My brother looked at me, his tongue roving beneath his lower lip. Hadn’t I learned a single thing in six years of tutelage under his masterfulness?

“In the morning he works for the phone company.”

“Oh.”

After Mr. McClendon officially died (a stroke, though my brother said this was a cover-up), Mrs. McClendon remarried and her name changed to Mrs. Franconi. Mrs. McClendon when she was Mrs. McClendon had no children with Mr. McClendon. But during this period there were at least two Cassandras. Mrs. McClendon is dead now also, as are her third and fourth husbands, Mr. Franconi (Hugo) and Mr. Roger W. Hall, respectively. As far as I know, this is one of the few records of Mr. McClendon having existed. This is a small memory. Most of my memories are small.

My brother and I never talk about him. I don’t know why, exactly, but it is as though there’s an unspoken agreement between us to at least give him the peace of his grave. Why broadcast the private pain of a man who only wanted to sleep without the light?

It must have shined into his bedroom window. But his hatred for the streetlight went beyond the light, my brother said, to the idea of the light. How it lorded it over our corner, shining over… what? Keeping watch over what? Couldn’t it leave our street’s little miseries alone?
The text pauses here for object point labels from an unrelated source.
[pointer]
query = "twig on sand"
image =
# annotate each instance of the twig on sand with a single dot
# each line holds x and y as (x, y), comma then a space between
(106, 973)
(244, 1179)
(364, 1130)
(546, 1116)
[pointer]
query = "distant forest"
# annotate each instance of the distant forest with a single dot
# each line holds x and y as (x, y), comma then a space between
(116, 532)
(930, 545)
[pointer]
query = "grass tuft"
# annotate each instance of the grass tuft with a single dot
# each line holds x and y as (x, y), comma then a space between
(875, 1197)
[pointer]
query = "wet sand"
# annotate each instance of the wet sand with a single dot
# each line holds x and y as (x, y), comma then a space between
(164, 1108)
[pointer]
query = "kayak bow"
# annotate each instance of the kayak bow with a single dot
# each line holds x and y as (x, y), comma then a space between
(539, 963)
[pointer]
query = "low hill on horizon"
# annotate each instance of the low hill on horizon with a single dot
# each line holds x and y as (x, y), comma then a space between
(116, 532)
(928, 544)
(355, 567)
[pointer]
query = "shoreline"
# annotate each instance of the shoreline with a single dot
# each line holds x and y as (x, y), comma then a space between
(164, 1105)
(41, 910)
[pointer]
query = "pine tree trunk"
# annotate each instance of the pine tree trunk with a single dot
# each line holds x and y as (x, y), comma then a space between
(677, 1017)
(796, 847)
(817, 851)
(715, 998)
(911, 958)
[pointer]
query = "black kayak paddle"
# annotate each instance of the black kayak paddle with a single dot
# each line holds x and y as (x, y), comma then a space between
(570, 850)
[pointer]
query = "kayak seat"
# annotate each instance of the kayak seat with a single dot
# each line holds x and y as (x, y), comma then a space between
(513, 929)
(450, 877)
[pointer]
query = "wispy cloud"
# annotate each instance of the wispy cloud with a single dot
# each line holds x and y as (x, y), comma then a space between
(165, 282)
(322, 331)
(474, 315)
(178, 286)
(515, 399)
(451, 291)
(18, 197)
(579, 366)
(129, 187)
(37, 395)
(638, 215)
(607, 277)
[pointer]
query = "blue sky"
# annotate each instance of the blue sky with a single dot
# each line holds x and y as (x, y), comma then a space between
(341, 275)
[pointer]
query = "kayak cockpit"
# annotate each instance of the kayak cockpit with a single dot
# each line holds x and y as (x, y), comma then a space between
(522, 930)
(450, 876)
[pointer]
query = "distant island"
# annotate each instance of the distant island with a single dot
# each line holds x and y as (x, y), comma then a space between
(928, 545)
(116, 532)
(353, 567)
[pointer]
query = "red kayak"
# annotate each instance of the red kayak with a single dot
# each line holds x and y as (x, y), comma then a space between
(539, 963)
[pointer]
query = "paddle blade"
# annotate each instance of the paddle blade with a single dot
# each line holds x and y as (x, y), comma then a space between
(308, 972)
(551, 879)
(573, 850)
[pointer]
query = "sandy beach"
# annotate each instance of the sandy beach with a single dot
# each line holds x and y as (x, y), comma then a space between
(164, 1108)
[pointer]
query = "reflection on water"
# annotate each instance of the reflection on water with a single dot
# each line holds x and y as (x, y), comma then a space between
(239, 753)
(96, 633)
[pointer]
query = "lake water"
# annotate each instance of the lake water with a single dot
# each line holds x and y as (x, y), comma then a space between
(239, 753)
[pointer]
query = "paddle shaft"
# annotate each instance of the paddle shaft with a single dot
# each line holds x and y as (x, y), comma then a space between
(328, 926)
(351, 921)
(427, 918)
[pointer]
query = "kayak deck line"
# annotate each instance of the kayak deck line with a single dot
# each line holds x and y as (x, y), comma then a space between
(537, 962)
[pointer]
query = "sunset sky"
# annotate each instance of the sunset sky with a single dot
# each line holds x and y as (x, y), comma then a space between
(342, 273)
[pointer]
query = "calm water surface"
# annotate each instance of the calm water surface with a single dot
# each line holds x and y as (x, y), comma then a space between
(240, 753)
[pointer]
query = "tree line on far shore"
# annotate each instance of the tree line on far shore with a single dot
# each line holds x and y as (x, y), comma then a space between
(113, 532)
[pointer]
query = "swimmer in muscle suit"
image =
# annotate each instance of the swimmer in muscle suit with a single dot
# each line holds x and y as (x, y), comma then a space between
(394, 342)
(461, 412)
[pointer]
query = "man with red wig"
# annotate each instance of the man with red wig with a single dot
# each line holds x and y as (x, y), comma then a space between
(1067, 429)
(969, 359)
Not white, but yellow, like some unnatural, radioactive egg.

Bad toss after bad toss and my brother and I (chomping peanut M&Ms in the dark) would watch Mr. McClendon from our bedroom window. He was shriveled and beautiful in his sad way and my brother and I hoped he wouldn’t hit it so we could watch him longer. His loneliness was inspiring, heroic, relentless. When he finally did connect, the merciful darkness was always short-lived. Isn’t it always? It usually took less than a week for Com Edison to come out with the truck with the long arm and the big white bucket.